Written by Sarah NEGEDU

FG to set up special tax court to prosecute offenders

The federal government said it would not renege on its promise to prosecute tax offenders who fail to utilise the VAIDS programme, as its plans to set up a special courts to prosecute those who failed to regularise their tax status after the expiration of the nine month amnesty period.

Minister of Finance, Mrs. Kemi Adeosun, disclosed this recently on a breakfast show on television.

Adeosun said the government was aware of the slow nature of the judicial system and would be setting up special courts to fast-track the adjudication of tax-related offences under the VAIDS initiative.

According to the minister, “After March 31, we have plans to establish a special tax courts and accelerated prosecution, because the thing with tax prosecution is that it is a very simple case with no defence to it. It’s a matter of law; the question to ask is, ‘did you pay or not?’ So it’s a very easy case and it’s not like the EFCC cases that we will have to be tracing this or that.”
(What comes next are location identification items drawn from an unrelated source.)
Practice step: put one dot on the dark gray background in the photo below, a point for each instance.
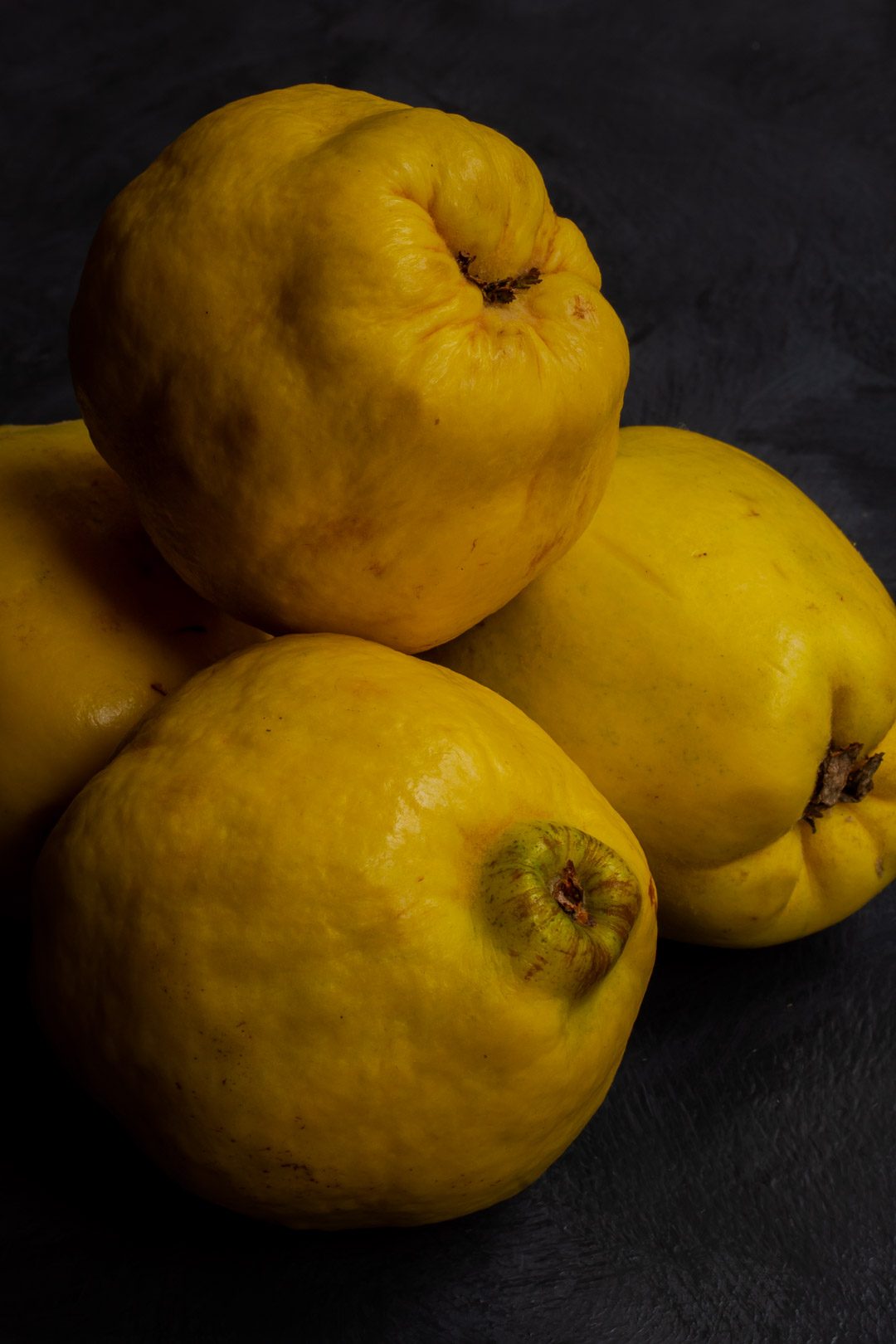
(733, 166)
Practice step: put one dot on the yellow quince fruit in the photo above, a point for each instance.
(358, 374)
(722, 663)
(343, 938)
(95, 629)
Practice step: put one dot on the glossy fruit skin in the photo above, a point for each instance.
(261, 938)
(95, 629)
(325, 424)
(696, 652)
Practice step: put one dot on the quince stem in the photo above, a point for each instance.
(499, 290)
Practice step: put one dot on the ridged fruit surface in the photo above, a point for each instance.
(358, 373)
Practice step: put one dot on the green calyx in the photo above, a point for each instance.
(561, 902)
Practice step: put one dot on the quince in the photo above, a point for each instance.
(95, 629)
(343, 937)
(722, 663)
(358, 374)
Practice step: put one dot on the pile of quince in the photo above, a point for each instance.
(342, 934)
She noted that all incomes, assets and other properties earned and acquired from 2010 to date would be covered under VAIDS, and such properties must be accounted for by individuals and companies under the scheme.
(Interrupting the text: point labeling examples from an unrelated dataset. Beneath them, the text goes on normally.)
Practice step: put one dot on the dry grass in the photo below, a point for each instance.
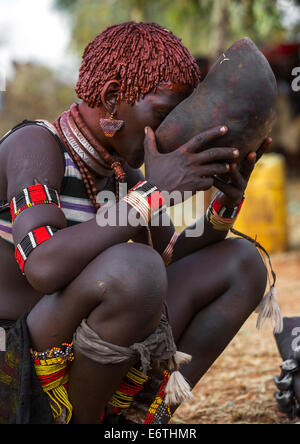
(238, 389)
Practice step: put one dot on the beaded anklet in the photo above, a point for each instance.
(286, 400)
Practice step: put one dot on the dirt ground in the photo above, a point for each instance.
(238, 388)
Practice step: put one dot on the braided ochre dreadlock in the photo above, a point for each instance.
(140, 56)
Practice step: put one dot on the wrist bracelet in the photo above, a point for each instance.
(221, 217)
(33, 195)
(30, 242)
(146, 199)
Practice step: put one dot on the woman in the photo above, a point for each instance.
(132, 75)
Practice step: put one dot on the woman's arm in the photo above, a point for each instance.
(34, 157)
(230, 195)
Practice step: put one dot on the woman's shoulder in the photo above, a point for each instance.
(30, 150)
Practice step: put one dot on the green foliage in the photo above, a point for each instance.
(33, 93)
(206, 26)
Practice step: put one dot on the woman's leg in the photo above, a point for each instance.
(122, 302)
(211, 293)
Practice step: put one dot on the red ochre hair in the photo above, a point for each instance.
(140, 56)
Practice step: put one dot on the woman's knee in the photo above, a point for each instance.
(127, 281)
(247, 269)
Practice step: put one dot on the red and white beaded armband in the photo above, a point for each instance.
(33, 195)
(221, 217)
(146, 199)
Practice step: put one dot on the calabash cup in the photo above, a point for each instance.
(239, 91)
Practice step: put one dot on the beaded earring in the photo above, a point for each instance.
(111, 126)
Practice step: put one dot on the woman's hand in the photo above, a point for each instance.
(233, 190)
(187, 169)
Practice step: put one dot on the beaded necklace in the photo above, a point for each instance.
(87, 152)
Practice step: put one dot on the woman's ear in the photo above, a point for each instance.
(110, 94)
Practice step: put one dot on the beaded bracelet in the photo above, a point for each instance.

Over 130,000 high profile individuals have so far been identified for scrutiny through the data mining programme being implemented under the ‘Project Lighthouse’ initiative. Adeosun said government, through the use of information technology, had gathered adequate data that would be used to prosecute the offenders.

“The focus on tax collection remains after VAIDS. Yesterday, we were analysing data and now we have flagged over 130,000 already, and from March 31, we will start and say these people did not participate in VAIDS and this is the data we have on them, now pursue them.

“There can be no sacred cows and nobody should be too big or too small to be told to do the right thing. People must as they earn money pay a portion of it; and so, the focus on tax will continue.”

The finance minister also accused multinational companies of colluding with tax officials to manipulate the tax system in Nigeria.

She said, “On the issue of multinationals, what we’ve found out is that they are not paying the right taxes and they are sometimes the ones colluding with tax officers here to minimise their taxes and we feel that is a corrupt practice.

“In the United States, if you offer a bribe, it’s an offence and we feel that going to another country and deliberately manipulating the tax system so as not to pay from that country where you are earning so much will also be labelled in that category.”

The Minister ruled out any plan for extension of the 31 March deadline, saying sufficient period had been given to tax payers to voluntary and truthfully declare their assets and income which had not been declared previously.